Sunday, June 23, 2019

Don Lemon Was Not the First to Make the Trump-Is-Like-Hitler Comparison

To make such comparisons is, at best, naïve, and, at worst, a gross display of extraordinary historical ignorance.
“Anybody who compares Trump or anybody else to Hitler essentially is a Holocaust denier,” said Alan Dershowitz, another Harvard Law Professor. “To compare the American political system to anything that happened in the Holocaust is just outrageous.”

The Spectator
It is part of a much larger and ongoing narrative.


"Remember when Hank Williams Jr. was fired from his Monday Night Football gig when he compared then President Barack Obama to Adolf Hitler?
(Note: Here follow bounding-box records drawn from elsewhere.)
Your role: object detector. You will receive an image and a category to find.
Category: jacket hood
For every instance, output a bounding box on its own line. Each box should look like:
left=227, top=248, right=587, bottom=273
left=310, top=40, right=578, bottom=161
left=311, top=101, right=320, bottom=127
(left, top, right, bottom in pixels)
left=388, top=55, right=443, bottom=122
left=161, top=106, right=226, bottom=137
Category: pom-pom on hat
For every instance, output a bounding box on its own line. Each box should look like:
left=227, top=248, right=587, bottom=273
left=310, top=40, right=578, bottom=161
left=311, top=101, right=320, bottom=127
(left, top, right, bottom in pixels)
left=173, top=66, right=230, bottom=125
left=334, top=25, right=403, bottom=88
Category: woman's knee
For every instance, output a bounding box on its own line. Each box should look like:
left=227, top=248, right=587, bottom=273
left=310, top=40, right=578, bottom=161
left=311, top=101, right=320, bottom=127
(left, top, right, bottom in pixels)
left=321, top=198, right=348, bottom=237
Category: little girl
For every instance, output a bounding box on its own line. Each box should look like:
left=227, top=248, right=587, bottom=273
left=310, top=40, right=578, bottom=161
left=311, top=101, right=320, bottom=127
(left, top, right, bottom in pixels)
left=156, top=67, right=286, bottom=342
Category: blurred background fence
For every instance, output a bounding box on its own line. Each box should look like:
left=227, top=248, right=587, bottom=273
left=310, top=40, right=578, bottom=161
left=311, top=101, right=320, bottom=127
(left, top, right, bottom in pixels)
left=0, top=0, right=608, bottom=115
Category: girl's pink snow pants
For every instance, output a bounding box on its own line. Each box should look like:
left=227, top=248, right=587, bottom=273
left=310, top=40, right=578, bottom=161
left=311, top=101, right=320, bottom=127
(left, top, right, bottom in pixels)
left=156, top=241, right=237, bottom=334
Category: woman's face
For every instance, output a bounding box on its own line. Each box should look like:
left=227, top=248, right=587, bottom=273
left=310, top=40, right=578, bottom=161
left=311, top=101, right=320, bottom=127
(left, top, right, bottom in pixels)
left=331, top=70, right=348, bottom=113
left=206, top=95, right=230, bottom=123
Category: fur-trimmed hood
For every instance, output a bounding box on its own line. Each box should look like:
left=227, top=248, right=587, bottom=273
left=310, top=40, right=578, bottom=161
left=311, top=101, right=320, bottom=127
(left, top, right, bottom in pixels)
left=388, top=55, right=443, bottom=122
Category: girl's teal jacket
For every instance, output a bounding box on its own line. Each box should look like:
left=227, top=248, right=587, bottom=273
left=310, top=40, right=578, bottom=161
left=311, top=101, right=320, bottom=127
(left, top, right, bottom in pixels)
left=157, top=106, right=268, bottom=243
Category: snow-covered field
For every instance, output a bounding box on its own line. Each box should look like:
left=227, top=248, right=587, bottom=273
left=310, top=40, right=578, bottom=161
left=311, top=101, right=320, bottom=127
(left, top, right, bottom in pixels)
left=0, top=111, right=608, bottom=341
This led Brad Paisley and Carrie Underwood to sing “You can’t compare the president to Hitler!” in their opening to the 2011 Country Music Awards.
"Apparently, Brad and Carrie were wrong.
"As you have no doubt heard by now, earlier this past week, CNN’s pompous news anchor Don Lemon compared President Donald Trump to Adolf Hitler. To be fair to Lemon, he acknowledged this to be an “extreme example,” but this did not prevent him from making the extreme comparison anyway, suggesting that media should not give a platform to Trump — “a bad person doing bad things” — the way they supposedly gave it to Hitler.
"Fellow CNN host Chris Cuomo rightly pointed out to Lemon that to make such a comparison is absurd: “You are now taking a guy who says things you don’t like and comparing him to a genocidal maniac.”
"Unmoved — and apparently unnoticed by those viewers who were still processing the Hitler remark — Lemon, seeking to clarify, then went on to imply that Trump voters were like the people who drank the Kool-Aid at the Peoples Temple in Guyana. As clarifications go, this one was not helpful.
"Lemon is not the first to make the Trump — Hitler comparison. On the contrary, it seems part of a larger strategy. To wit:" . . .
Perhaps most worrisome in all of this is what everyone appears to have missed in Lemon’s remarks, and that is why he referenced Hitler in the first place: Lemon was essentially advocating the suppression of free speech, the denial of “space” as he put it, to “bad people who do bad things.” Implicit in his commentary is the notion that media — that is, guys like Don Lemon — will determine for the rest of us what constitutes “bad.” Given the direction that Big Tech is headed on censorship, this should be of concern to all Americans, be they Left, Right, or Center.